Nem mesmo a decisão do Conselho Nacional do Ministério Público, que proibiu, na semana passada, a prática de nepotismo promete colocar um ponto final em nomeações imorais, de acordo com Luiz Ivan. Em São Paulo, até mesmo parentes de pessoas que estão no MPU ocupando cargos comissionados conseguem emprego. De acordo com o relatório do sindicato, em agosto deste ano o engenheiro Alcides Braz Tenreiro foi nomeado como coordenador de administração, indicado por sua própria irmã, Maria da Luz B. Terneiro Moreira, coordenadora jurídica da PGR na capital paulista.
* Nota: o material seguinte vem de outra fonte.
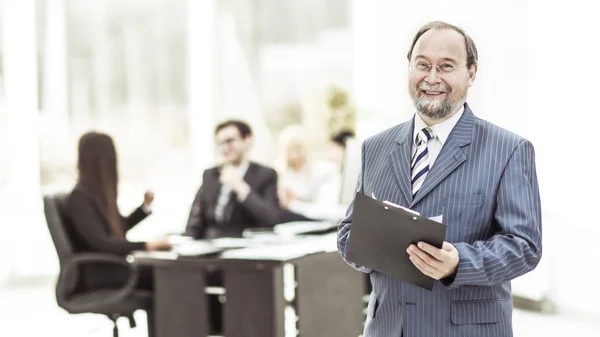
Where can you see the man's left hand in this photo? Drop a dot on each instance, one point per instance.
(434, 262)
(148, 198)
(232, 178)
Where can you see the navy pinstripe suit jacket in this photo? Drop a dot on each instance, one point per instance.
(484, 184)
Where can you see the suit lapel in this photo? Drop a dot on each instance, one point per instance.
(451, 156)
(399, 160)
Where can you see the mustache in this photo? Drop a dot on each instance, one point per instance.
(441, 87)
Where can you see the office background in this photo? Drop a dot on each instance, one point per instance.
(158, 74)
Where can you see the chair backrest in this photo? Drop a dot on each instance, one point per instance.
(55, 217)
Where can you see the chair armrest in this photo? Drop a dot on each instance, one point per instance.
(65, 288)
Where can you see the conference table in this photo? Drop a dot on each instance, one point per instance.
(279, 284)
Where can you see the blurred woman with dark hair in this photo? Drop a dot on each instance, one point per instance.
(95, 220)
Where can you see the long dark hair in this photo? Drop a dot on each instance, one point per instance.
(97, 166)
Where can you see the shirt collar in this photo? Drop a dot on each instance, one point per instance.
(442, 130)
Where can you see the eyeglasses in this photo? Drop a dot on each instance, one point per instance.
(227, 141)
(424, 67)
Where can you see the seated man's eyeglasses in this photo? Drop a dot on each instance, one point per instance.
(227, 141)
(444, 68)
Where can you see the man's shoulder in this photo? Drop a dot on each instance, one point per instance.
(389, 135)
(262, 168)
(487, 130)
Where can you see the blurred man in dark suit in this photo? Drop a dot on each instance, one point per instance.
(237, 194)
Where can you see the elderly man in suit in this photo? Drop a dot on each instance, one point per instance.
(478, 176)
(236, 195)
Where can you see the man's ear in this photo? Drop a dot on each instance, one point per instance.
(472, 75)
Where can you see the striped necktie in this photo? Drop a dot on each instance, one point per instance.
(420, 162)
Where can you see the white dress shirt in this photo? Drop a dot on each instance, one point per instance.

No Espírito Santo, a chefe de gabinete do Procurador Chefe, Jussara Lobato, indicou e obteve a nomeação de sua filha Camila para trabalhar como “responsável administrativa”.

O secretário-geral do MPF, Carlos Frederico Santos, diz que a Secretaria de Recursos Humanos está fazendo um levantamento da situação de todos os funcionários para que, em caso de irregularidades, sejam tomadas as devidas providências. Carlos Frederico argumenta, no entanto, que o MPU não desrespeita a lei, que prevê que 70% das funções comissionadas fiquem nas mãos dos servidores da casa. “O número de concursados em cargos de confiança é maior do que o limite estabelecido”, observa, emendando que “o sindicato ao fazer as denúncias não aponta quais foram os dispositivos legais ou constitucionais feridos”.
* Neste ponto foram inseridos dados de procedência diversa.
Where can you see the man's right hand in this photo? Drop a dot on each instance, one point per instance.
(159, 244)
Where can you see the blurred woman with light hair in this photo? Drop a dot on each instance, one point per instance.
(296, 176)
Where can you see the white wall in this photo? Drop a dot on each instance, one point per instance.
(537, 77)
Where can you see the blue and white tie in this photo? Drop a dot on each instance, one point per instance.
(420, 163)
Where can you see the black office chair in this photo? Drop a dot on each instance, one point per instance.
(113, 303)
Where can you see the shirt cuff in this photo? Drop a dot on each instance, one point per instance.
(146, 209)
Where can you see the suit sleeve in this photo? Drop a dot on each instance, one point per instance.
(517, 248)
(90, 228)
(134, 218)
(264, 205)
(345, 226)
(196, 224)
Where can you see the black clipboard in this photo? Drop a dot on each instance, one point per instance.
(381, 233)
“Casa de ferreiro, espeto de pau”

Servidores do Ministério Público Federal em todo o país se preparam para cruzar os braços na próxima quinta-feira. Pela primeira vez, a paralisação que planejam não será por melhores salários ou benefícios. Eles são contra o próprio plano de carreira, prestes a ser encaminhado ao Congresso. O Sindicato e a Associação dos servidores da instituição denunciam que o plano vai oficializar a distribuição de todos os tipos de cargo a pessoas sem vínculo com o serviço público. A secretaria-geral do MPU contesta a acusação, dizendo que o plano de carreira discrimina o que é função comissionada (específica para o servidor) e cargo em comissão, que será dividido meio a meio entre concursados e pessoas sem vínculo.

A prática irregular, freqüente dentro das procuradorias de acordo com as entidades que defendem a categoria, já foi condenada por auditoria do Tribunal de Contas da União, que no início do ano deu prazo de 180 dias para a exoneração de funcionários nomeados em situação irregular. Mas, enquanto os procuradores travam brigas homéricas para substituir funcionários contratados por servidores concursados, o MPU recorre ao Supremo Tribunal Federal (STF) justamente para não fazer essa troca, sugerida durante avaliação do TCU e exigida em três ações do sindicato dos servidores.

“O MPU é hoje vitima daquele jargão popular, que diz: casa de ferreiro, espeto de pau”, lamenta o presidente do sindicato da categoria, Luiz Ivan Cunha Oliveira. De acordo com o relatório confidencial assinado pelo sindicalista e encaminhado ao procurador-geral da República, no Rio de Janeiro 42% das pessoas que exercem cargos em comissão não são concursadas. No Acre, a situação é ainda mais grave. O sindicato dos servidores do MPU denuncia que pelo menos três funcionários foram indicados a pedidos de políticos, sem passar por uma avaliação de conhecimentos e capacidade técnica.

Ausência de servidores

O argumento do MPU para tantas nomeações de pessoas de fora da instituição é a ausência de servidores do quadro capacitados para desenvolver atividades técnicas específicas. O secretário-geral do MPF, Carlos Frederico Santos, afirma que o MPU não fere a lei. “As entidades que defendem os servidores da instituição querem que 100% das funções comissionadas sejam ocupadas por funcionários de carreira. Mas, para alguns cargos, são necessárias pessoas de fora, da confiança do procurador”, diz Carlos Frederico.

Ele avalia que as mudanças previstas no plano de carreira em nenhum momento aumentam as cotas para funcionários sem vínculo. “Dos 2.707 cargos de confiança da casa, apenas 443 serão para pessoas de fora”, afirma o secretário-geral, lembrando que a entidade está, a partir da resolução do Conselho, mais atenta aos casos de indicação de procuradores, inclusive para gabinetes de colegas.